When I’m flying, the world below me thinks
I’ve lost my tether. Truth is, I’ve found
a different gravity. My blood turns to stardust,
my words to prophecy. I could build cathedrals
with my bare hands, decode the language of crows,
rewrite the periodic table with elements
they haven’t discovered yet.
Then the crash—a thousand-pound suit
of medieval armor. My shadow weighs more
than my body, drags behind me like a wedding dress
made of tombstones. Each step an argument
against continuing. The checkout clerk asks
how are you today? and doesn’t understand
why tears suddenly flood the conveyor belt,
turning into tiny glass fish that swim between
cereal boxes.
My doctor said: balance. As if I am a seesaw
that just needs proper calibration. As if
the earth doesn’t tilt on its axis
in perfect imbalance.
At dinner parties, they serve me
careful conversation, pre-chewed topics
on silver platters lined with eggshells.
Forks turn to tuning forks in my hands,
humming frequencies only bats can interpret.

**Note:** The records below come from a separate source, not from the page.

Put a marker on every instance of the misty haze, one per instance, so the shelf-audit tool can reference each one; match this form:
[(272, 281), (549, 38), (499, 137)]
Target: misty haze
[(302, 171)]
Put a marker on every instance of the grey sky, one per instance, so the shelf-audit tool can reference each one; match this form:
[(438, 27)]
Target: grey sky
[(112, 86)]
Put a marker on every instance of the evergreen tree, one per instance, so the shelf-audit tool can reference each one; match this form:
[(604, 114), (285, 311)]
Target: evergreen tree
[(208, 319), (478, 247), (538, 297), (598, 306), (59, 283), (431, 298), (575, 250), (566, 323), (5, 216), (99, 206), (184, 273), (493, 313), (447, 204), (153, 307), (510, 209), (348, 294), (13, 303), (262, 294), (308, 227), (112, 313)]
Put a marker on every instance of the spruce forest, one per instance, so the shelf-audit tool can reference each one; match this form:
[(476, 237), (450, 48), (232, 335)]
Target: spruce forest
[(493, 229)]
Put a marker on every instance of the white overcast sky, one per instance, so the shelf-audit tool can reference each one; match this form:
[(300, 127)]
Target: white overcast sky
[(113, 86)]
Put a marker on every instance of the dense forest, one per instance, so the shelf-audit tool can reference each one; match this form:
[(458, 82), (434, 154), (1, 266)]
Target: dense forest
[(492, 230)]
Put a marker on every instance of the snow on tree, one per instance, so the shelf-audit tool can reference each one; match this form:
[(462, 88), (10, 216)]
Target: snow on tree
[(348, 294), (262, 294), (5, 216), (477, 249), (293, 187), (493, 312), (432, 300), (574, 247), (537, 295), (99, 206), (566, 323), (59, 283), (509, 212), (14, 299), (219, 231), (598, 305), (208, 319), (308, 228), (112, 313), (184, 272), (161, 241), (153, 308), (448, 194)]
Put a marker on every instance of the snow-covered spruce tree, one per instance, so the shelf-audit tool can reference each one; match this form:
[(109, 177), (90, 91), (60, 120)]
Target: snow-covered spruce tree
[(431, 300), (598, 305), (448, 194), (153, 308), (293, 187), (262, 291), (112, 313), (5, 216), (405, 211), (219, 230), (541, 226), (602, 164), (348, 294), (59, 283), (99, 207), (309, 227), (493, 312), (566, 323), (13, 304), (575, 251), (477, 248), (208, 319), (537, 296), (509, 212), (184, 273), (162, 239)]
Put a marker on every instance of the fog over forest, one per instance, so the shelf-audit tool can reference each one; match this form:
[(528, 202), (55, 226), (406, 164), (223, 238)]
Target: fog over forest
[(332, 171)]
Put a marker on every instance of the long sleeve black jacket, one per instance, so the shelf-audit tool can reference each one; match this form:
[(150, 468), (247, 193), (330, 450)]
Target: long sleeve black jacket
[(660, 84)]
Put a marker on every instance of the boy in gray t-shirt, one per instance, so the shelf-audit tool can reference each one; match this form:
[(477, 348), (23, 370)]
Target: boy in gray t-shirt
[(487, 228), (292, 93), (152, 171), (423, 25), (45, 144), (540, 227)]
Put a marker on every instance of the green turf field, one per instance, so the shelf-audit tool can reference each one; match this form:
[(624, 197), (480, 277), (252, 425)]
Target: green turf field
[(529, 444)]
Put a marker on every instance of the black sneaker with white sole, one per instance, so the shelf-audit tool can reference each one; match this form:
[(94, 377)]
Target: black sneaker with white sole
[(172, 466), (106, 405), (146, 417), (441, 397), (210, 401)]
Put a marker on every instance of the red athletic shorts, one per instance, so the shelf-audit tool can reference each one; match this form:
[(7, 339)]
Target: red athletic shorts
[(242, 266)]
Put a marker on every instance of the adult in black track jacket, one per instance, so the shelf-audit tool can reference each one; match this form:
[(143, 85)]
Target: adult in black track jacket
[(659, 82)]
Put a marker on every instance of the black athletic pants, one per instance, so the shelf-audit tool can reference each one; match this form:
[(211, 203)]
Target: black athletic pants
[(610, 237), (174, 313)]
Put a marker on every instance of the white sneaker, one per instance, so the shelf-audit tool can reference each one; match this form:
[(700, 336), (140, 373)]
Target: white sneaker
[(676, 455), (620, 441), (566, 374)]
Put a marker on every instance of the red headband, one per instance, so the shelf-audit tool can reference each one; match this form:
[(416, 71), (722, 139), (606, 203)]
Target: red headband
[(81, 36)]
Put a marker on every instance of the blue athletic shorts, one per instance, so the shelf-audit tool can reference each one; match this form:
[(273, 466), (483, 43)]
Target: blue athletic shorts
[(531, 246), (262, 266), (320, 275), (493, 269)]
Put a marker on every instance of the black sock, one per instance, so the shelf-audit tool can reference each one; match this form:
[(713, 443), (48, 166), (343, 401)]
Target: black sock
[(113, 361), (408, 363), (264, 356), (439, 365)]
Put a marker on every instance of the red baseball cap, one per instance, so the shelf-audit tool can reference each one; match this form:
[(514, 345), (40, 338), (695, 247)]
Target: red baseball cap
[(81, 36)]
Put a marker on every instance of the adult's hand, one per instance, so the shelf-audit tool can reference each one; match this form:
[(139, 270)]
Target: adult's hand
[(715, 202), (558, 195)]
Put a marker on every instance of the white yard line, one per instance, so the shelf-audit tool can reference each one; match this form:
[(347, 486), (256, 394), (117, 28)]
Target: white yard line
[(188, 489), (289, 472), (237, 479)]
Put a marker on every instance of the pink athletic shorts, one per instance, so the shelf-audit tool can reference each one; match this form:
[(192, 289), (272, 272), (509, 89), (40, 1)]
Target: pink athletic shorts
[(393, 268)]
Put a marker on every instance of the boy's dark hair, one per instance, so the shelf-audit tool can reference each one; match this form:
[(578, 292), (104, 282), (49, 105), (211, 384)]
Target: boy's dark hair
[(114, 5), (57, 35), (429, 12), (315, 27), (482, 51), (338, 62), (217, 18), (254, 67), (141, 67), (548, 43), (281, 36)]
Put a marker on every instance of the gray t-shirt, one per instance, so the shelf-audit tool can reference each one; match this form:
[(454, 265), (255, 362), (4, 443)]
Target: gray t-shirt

They treat my brain like unexploded ordnance,
something to be cordoned off, approached
with specialized equipment.
Sometimes I see others like me. We recognize
each other by the weather patterns in our eyes—
the strange barometric pressure of being
simultaneously too much and not enough.
We nod across crowded rooms.
I am not your cautionary tale.
I am not the before picture in your pharmaceutical ad.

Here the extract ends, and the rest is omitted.